Name change as this is outing...
We had a Beagle when I was a kid.
My dad brought him home from the pub, along with a box of Milk Tray that he’d won in a raffle.
Said a man had said that if no one took him that night, he would shoot the dog first thing (rural area, the dog was meant to be a working gun dog). Drunk dad thought it was a great idea. The man even gave dad his pedigree papers.
Mum wasn’t best pleased, but the story made her sad and so the dog stayed. It didn’t take long before she realised why the man wanted rid of it.
The dog, George, became incredibly attached to my mum but had awful separation anxiety. He chewed everything, for the first few years of my life all our internal doors were missing the bottom 4 inches.
He chewed through the fence and went for a wander around the village, where a local shopkeeper found him.
Rather than deliver him back to my mum, he decided to teach her a lesson about responsible dog ownership, and drive the dog to the police station instead. Only he didn’t want to go there til the morning, and he didn’t want to take the dog in his own house. So he left George shut in his car overnight.
When the shopkeeper woke up next day, he found that George the Beagle had completely chewed his way through the interior of the car, seats, seat belts, steering wheel, the lot.
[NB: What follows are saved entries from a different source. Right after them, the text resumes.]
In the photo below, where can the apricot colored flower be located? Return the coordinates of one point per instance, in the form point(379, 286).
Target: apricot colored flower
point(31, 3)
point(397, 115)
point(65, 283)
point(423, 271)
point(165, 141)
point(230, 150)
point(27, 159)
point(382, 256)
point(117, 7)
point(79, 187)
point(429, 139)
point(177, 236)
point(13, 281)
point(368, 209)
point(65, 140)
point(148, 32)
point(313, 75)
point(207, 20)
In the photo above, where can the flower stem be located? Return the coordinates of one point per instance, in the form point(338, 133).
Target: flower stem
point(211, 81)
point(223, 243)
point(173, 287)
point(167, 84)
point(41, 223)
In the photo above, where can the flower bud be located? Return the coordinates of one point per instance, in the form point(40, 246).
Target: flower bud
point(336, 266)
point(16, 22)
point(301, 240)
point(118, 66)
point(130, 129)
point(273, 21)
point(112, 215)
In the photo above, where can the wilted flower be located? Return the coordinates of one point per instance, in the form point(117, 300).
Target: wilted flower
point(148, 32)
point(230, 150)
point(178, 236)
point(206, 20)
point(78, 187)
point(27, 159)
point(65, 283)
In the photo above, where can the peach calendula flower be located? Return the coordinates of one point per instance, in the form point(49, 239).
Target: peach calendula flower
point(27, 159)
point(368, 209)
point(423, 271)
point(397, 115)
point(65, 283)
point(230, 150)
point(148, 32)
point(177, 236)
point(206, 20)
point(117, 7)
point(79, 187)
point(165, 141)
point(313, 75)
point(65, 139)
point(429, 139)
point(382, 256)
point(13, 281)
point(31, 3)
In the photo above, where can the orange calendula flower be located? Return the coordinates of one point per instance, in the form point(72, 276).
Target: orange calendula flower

The local paper printed the story, and from there The Sun picked it up. George became part of an anthology of tabloid dog stories entitled “The Good, The Bad, and The Ugly”.
George the Beagle was “The Bad”.
I think my sister has the newspaper clippings. It must’ve been mid-late 70s as there were lots of references made to the movie Jaws.
George loved mum and mum loved George (he slept under her bed and never chewed at all when she was with him) but he definitely wasn’t the ideal house pet, especially not with two small daughters.
When he died she got a border collie instead. Much easier.
The moral of this story is that an accidental beagle is probably not a good idea - best left to really experienced dog owners (or utter softies who don’t mind having the bottom four inches of their internal doors missing).